O Tribunal de Contas do Rio de Janeiro (TCE) investiga irregularidades num contrato assinado entre a prefeitura de São Gonçalo e a ONG Sorria Meu Rio, fundada pelo senador e bispo da Igreja Universal, Marcelo Crivella (PRB) em 2003 para prestar serviço odontológico gratuito.

O tribunal quer saber por que a prefeitura não informou a planilha de custos, metas e os valores programados para serem repassados à entidade quando contratou a ONG. Pelo convênio assinado em 2005, a Sorria Meu Rio receberia R$ 96 mil por 12 meses, mas os técnicos do TCE descobriram que o convênio sequer tinha sido incluído pelo município no Sistema Integrado de Gestão Fiscal (Sigfis), por onde o tribunal acompanha os processos.

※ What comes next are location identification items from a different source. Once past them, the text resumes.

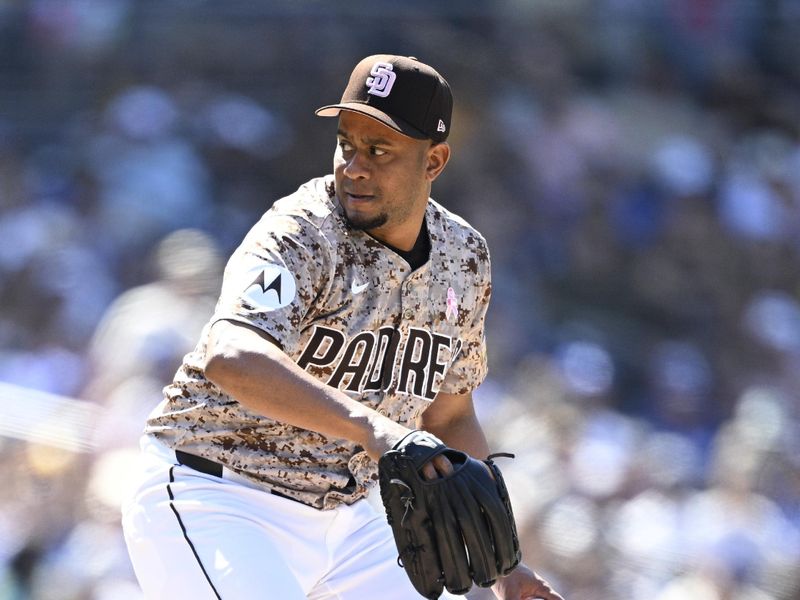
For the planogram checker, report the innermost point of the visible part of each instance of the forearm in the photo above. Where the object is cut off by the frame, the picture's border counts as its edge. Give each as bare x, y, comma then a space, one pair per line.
461, 431
263, 378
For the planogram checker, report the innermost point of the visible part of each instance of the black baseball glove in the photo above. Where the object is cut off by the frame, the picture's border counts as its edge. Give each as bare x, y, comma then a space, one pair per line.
451, 531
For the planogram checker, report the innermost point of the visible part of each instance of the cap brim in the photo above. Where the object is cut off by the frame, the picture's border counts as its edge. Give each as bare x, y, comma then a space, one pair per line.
333, 110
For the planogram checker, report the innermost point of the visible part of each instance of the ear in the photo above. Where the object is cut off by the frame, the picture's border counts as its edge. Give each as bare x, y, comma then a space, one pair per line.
437, 157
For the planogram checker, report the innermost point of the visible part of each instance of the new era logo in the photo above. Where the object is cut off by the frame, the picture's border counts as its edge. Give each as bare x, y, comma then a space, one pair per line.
382, 79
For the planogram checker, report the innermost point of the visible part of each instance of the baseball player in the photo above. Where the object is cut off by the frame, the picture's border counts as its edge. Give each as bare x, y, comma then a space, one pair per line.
351, 314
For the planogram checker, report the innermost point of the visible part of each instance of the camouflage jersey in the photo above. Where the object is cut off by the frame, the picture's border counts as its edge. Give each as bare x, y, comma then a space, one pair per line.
349, 311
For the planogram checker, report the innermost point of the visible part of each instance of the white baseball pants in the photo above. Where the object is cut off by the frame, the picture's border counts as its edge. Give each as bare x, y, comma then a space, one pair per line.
192, 535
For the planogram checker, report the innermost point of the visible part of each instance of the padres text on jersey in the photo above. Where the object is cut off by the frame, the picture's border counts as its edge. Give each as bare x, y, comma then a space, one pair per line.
352, 313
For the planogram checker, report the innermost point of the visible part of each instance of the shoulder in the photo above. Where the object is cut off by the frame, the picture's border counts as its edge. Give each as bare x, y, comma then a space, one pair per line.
312, 202
309, 213
451, 230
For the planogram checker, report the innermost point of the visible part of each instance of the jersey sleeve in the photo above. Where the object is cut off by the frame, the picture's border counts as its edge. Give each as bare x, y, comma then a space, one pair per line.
274, 277
470, 364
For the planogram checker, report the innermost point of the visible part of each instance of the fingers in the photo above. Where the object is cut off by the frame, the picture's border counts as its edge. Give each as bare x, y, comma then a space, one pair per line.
438, 466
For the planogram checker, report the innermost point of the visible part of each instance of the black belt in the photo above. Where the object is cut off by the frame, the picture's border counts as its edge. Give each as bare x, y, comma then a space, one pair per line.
209, 467
198, 463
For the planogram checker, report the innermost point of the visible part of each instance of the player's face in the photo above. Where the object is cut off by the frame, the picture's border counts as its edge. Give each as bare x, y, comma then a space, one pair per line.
383, 178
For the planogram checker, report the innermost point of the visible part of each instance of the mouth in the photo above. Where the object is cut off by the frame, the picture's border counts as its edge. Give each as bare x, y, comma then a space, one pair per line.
358, 198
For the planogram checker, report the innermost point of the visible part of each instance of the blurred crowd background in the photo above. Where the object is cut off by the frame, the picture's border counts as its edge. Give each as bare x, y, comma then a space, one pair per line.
635, 166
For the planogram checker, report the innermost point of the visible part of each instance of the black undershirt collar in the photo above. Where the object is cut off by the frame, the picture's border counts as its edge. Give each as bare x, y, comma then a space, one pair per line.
419, 254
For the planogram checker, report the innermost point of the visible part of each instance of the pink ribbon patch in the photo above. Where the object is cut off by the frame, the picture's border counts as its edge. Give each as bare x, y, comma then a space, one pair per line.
452, 305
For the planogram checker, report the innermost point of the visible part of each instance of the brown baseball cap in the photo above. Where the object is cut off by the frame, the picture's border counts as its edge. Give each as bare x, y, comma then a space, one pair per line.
401, 92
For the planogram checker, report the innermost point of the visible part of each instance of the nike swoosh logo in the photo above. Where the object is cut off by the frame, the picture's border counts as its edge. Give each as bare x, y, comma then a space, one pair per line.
356, 288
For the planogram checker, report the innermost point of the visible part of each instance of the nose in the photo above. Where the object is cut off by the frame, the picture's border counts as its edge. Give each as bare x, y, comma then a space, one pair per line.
356, 167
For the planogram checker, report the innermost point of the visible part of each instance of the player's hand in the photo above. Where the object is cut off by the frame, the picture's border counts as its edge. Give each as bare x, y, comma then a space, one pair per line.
383, 435
524, 584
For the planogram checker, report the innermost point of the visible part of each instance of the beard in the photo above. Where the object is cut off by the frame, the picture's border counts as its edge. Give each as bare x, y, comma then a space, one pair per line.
366, 223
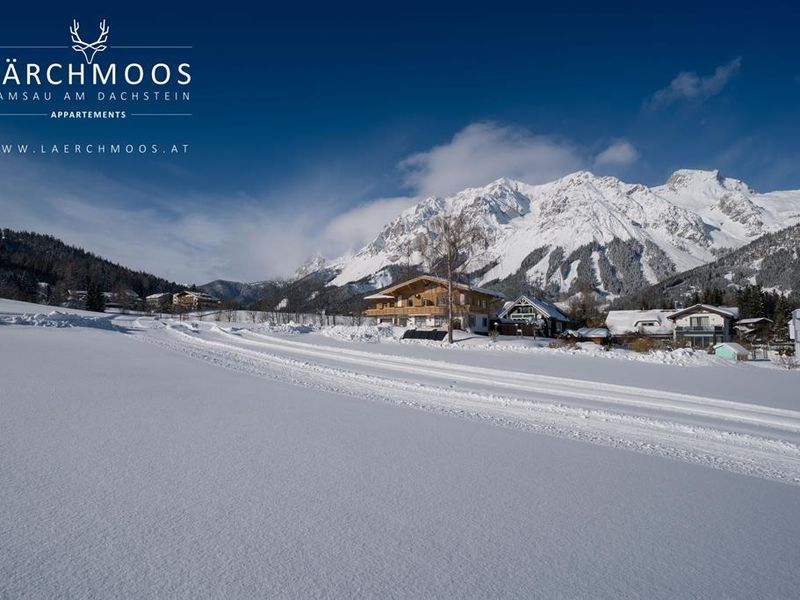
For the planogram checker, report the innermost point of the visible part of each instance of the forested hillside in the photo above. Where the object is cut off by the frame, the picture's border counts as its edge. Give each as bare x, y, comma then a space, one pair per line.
30, 259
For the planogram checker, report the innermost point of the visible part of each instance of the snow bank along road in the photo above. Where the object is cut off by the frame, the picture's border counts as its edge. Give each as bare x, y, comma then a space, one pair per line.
159, 460
745, 438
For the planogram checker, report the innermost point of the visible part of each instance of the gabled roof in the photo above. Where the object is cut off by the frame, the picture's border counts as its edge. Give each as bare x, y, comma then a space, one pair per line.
198, 295
588, 332
386, 292
729, 312
754, 321
738, 348
620, 322
546, 309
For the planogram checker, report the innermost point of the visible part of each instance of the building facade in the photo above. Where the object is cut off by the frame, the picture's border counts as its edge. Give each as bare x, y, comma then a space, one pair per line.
703, 325
794, 331
188, 300
531, 316
421, 302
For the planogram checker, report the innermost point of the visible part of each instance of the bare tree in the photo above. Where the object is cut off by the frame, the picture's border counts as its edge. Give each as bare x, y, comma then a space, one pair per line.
448, 250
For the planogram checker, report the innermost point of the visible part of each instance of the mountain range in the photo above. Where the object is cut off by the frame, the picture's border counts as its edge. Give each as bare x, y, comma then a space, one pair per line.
619, 238
625, 241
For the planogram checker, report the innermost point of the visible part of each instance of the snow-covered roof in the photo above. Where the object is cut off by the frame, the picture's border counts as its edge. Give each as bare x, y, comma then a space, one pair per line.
588, 332
731, 312
546, 309
754, 321
440, 281
738, 348
198, 295
620, 322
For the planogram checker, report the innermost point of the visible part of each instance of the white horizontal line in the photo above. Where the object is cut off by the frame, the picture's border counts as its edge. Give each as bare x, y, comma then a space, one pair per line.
155, 47
128, 47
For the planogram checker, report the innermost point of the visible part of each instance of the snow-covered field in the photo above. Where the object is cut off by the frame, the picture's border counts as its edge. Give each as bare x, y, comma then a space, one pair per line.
149, 458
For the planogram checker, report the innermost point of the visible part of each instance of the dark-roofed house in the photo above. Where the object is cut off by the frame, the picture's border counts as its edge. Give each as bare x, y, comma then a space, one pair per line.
421, 302
703, 325
754, 330
527, 316
189, 300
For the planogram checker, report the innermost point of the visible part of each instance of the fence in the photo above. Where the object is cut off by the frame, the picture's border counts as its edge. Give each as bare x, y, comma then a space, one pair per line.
277, 317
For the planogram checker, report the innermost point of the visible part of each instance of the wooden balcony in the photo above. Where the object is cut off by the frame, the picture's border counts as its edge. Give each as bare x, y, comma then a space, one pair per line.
423, 311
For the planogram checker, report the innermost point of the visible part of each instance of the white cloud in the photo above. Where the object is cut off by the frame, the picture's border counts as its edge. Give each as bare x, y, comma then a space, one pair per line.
358, 226
483, 152
620, 153
688, 85
197, 238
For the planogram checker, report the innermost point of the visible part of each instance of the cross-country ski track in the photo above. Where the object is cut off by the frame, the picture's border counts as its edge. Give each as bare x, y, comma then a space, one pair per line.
739, 437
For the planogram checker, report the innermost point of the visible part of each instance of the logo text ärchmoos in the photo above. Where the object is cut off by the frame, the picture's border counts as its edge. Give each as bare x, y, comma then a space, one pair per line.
90, 72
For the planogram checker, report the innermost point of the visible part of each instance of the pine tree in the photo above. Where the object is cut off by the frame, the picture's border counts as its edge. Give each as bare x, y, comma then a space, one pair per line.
95, 300
781, 318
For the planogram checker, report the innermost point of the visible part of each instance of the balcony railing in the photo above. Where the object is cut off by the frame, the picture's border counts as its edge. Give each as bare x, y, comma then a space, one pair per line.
412, 311
699, 329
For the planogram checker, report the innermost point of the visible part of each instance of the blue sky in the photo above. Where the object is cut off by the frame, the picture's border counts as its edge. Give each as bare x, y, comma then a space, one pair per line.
314, 124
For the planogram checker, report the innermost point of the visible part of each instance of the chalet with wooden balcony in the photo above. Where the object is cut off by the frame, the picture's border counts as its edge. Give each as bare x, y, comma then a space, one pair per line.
422, 303
531, 316
703, 325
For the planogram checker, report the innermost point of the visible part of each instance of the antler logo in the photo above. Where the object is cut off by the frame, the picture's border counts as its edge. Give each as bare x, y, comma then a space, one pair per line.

É o que mostra reportagem de Fábio Vasconcellos e Flávio Tabak na edição deste domingo em ‘O Globo’.

Outro problema encontrado pelo TCE é o fato de o município arcar sozinho com os custos das atividades desenvolvidas pela ONG, o que carateriza pagamento por prestação de serviços, e não um convênio. Portanto, de acordo com o TCE, todo o ônus da operação é da prefeitura. A Sorria Meu Rio, que o senador Crivella divulga como uma das suas realizações, é atualmente administrada pelo pastor Fausto Frederico de Sá Neto. Já teve entre seus coordenadores o pastor Roberto Luiz Ferreira, vereador pelo PMDB em São Gonçalo.

Maiores de 16 anos têm de pagar R$ 15 por atendimento

Embora receba recursos da prefeitura, a Sorria Meu Rio oferece tratamento dentário gratuito somente para crianças de 3 a 16 anos – os maiores de 16 anos têm de pagar taxa de R$ 15.

Apesar de o registro da Sorria Meu Rio não incluir o nome de Crivella entre seus diretores, as relações entre a entidade e o parlamentar são visíveis. Na sede da ONG existe um panfleto num mural com a foto de Crivella e imagens do Morro da Providência, com propaganda do projeto Cimento Social, do senador. O uso das Forças Armadas nas obras resultou, semana passada, na morte de três jovens da comunidade, entregues por soldados a traficantes de uma facção rival.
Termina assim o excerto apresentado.